Arus 7

8.5K 1K 9
                                    

Tap your star! 💫












Semenjak Shaka tau Harun selingkuh dengan Miranda, bukannya semakin merahasiakannya, ia bahkan menunjukannya terang-terangan didepan Shaka. Tentunya hanya Shaka. Entah apa tujuannya, Shaka juga tidak mengerti, latihan mental kah? Atau hukuman? Karena melihatnya benar-benar membakar seluruh tubuhnya seketika.

Yang membuat kesal adalah ia tidak bisa apa-apa.

Terimakasih dengan didikan Mama dan Papa, karena ia diam-diam sedang merencanakan sesuatu. Tentunya untuk membuang Miranda jauh-jauh dari keluarganya. Jauh dari Mama dan Rayyan.

Terpaksa ia lakukan sendiri. Tidak ada yang bisa membantunya, dari awalpun sudah ia lakukan sendiri, sih.

Bisa-bisanya wanita itu dan Papa bersantai di cafe dekat sekolahannya. Menegak kopi hangat dan penekuk mereka dengan senyum selebar pelangi, keduanya terlihat nyaman memukul hingga menyubit satu sama lain. Saat-saat seperti ini, justru ia menjadi lebih perasa. Apakah sesakit ini? Ia lupa bagaimana rasanya, karena bertahun-tahun ia terus bersugesti dan menyamarkan rasa sakit dengan perasaan yang lain.

Melihat mereka berdua terlihat bahagia sedangkan Shaka sudah menggepalkan tangan diseberang jalan. Papanya mungkin tidak tau, atau lupa bila cafe tempatnya mendua dekat dengan sekolah putranya. Atau mungkin karena ini masih jam sekolah? Shaka benar-benar menyesal keluar sekolah untuk memfotokopi tugas di toko sebelah sekolah. Ia tidak seharusnya melihat inikan?
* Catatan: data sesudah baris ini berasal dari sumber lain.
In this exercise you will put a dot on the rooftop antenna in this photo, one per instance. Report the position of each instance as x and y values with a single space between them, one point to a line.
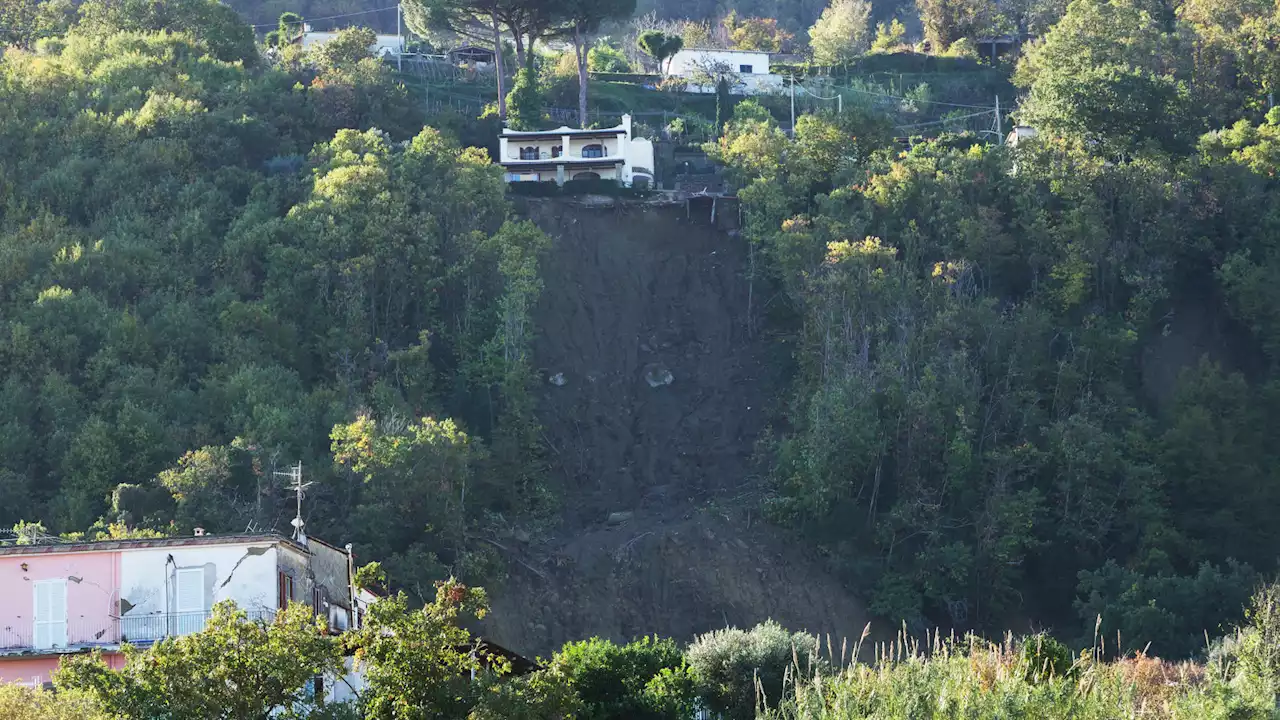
298 488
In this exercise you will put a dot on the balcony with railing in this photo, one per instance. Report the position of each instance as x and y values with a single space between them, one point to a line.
86 632
529 154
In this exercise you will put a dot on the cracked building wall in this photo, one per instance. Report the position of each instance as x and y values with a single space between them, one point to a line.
167 586
329 572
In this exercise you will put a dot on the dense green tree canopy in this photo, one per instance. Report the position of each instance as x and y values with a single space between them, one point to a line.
209 261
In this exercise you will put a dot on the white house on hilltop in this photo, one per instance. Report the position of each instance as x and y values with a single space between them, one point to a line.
566 154
383 45
750 65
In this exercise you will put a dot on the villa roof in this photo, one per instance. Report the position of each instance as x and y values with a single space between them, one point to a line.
145 543
727 50
562 131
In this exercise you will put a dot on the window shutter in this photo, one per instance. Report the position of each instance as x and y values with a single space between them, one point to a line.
191 589
50 624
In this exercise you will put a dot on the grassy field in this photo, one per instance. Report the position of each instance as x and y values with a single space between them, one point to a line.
1040 678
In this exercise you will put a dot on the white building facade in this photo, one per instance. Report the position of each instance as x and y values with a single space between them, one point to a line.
383 46
750 68
566 154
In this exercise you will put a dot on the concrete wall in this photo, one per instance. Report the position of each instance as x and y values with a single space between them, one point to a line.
329 573
243 573
686 62
91 578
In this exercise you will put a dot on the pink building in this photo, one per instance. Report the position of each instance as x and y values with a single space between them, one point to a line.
63 598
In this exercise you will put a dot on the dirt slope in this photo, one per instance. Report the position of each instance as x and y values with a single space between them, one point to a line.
654 393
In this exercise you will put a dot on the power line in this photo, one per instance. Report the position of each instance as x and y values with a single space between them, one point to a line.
334 17
915 100
945 121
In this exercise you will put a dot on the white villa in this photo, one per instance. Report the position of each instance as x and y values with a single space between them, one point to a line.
383 46
750 65
567 154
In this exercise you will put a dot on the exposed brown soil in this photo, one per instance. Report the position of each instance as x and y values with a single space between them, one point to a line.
654 393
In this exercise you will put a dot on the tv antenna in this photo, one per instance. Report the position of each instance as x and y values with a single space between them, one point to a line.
298 488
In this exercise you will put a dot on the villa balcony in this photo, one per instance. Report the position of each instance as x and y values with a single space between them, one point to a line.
544 158
110 632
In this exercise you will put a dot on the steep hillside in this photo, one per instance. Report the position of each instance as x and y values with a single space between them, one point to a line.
656 390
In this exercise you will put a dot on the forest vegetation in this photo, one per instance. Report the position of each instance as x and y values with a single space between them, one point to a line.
1031 386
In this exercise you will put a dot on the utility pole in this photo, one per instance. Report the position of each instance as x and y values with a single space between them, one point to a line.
792 105
1000 128
298 488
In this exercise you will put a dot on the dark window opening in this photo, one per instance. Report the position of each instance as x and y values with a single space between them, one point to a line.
284 591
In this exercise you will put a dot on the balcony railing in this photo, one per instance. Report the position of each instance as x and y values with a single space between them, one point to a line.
544 156
85 632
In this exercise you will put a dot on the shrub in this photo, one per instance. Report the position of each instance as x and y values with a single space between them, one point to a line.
645 679
545 695
730 664
1045 657
33 703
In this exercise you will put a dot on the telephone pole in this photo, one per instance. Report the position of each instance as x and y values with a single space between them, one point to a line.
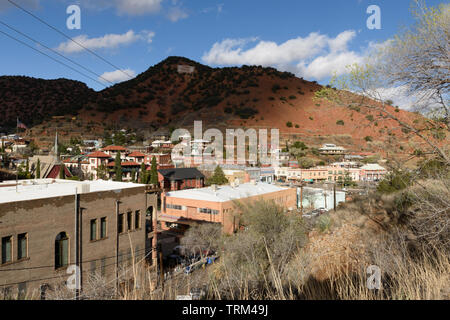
334 197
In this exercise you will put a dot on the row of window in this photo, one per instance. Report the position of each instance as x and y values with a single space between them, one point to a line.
8 248
129 221
207 210
94 227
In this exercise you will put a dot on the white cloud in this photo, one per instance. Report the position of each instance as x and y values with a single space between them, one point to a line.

Gibran menepuk bahu Shaka saat dilihatnya cowok itu menatap lembaran kertas tugas yang tadi dia fotokopi dengan kosong. Sebenarnya, Shaka selalu begini. Menatap apapun dengan kosong tiba-tiba, Gibran tau dimata Shaka tidak pernah ada cahaya, selalu meredup sekelam malam.

Cowok itu akhirnya meletakkan pulpennya diatas meja, dari awalpun dia sudah menyerah sih dengan soal-soal biologi yang berjejer diatas kertas itu. Kepalanya muak dengan segala nama-nama latin disana. Lagian gurunya tidak masuk, sebenarnya bisa saja sekelas janjian Minggu depan mengumpulkannya. Namun sahabatnya Shaka selalu mengerjakannya sesegera mungkin agar sebisa mungkin tidak ia kerjakan dirumah.

"Shak? Laper gak?"

"Heh, Shak?!" Sentak Gibran sambil menggoyang bahu Shaka pelan.

"Gak lapar, Gib. Lo ngantin aja, gue nugas dulu."

"Nugas apaan sih orang dari tadi kayak orang kesurupan lo."

Cowok itu mendengus, ia menatap kertas soalnya yang masih kosong lalu menggaruk keningnya. Iya, memang tidak ada satu coretan tinta dengan jawaban diatasnya, justru penanya mengotori meja dengan garis abstrak yang tidak sadar ia buat.

"Pulang ini mau PS gak?"

"Gak bisa, Gib."

"Aelah, Rayyan lagi? ajak deh dia sekalian, gue dirumah ada kok kandang kucing," ujar Gibran, senyum miringnya tercetak menyebalkan, jika Rayyan lihat mungkin anak itu sudah merengek sebal.

"Lu kira adek gue kucing apa."

"Terus apa? Monokorobo? Monyet? Ngegantung mulu di ketek emaknya sama abangnya?"

"Ngaco ah, Gib. Guekan udah bilang, ada alasannya kenapa dia dijaga seketat itu."

"Brou, lo tuh kaya. Nyewa bodyguard seratus atau mindahin kantor BIN ke depan SMP adek lo mampu. Kenapa jadi lo yang repot sih?"

"Berisik lo, Gib! Ini gue lagi pusing nih!"

"Ya dari tadikan gue nanya, pipet aqua!"

Tapi, bukannya menjawab, Shaka justru berdecak dan memalingkan wajahnya kejendela. Kelasnya dilantai dua, dan jendela langsung memaparkan pemandangan lapangan olahraga. Dibawah sana, anak-anak kelas satu tengah berteduh ditepian sambil berolahraga sebisa mereka, lagian ini sudah siang. Mungkin aula olahraga ditutup, dekat-dekat ini akan ada seminar disana, jadi klaimnya sedang di sterilkan.